Re: proposal for expanded & consistent timestamp types

Zoltan Ivanfi Tue, 08 Jan 2019 05:36:05 -0800

Hi,

> ORC has long had a timestamp format. If extra attributes are needed on a 
> timestamp, as long as the default "no metadata" value isn't changed, then at 
> the file level things should be OK.
>
> more problematic is: what would happen to an existing app reading in 
> timestamps and ignoring any extra attributes. That way lies trouble


Maybe it would be best if the freshly introduced more explicit types
were not forwards-compatible. To be more precise, it would be enough
if only the "new" semantics were not forwards-compatible, it is fine
if older readers can read the "already existing" semantics, since that
is what they expect. Of course, this more fine-grained control is only
possible if there is a single "already existing" semantics only.
Whether that's the case or not depends on the file format as well.

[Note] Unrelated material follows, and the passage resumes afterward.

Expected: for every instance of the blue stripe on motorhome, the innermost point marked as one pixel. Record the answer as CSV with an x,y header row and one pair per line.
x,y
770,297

> Talk to the format groups sooner rather than later

Thanks for the suggestion, I will write a small summary from that
perspective soon and contact the file format groups. I have Avro,
Parquet and ORC in mind. Any other file format group I should contact?
I plan to reach out to Arrow and Kudu as well. (Although strictly
speaking these are not file formats, yet they have their own type
systems as well.)

> What does Arrow do in this world, incidentally?

Arrow has a bit more options than just UTC-normalized or
timezone-agnostic. It supports arbitrary timezones as well:

/// The time zone is a string indicating the name of a time zone [...]
///
/// * If the time zone is null or equal to an empty string, the data is "time
/// zone naive" and shall be displayed *as is* to the user, not localized
/// to the locale of the user. [...]
///
/// * If the time zone is set to a valid value, values can be displayed as
/// "localized" to that time zone, even though the underlying 64-bit
/// integers are identical to the same data stored in UTC. [...]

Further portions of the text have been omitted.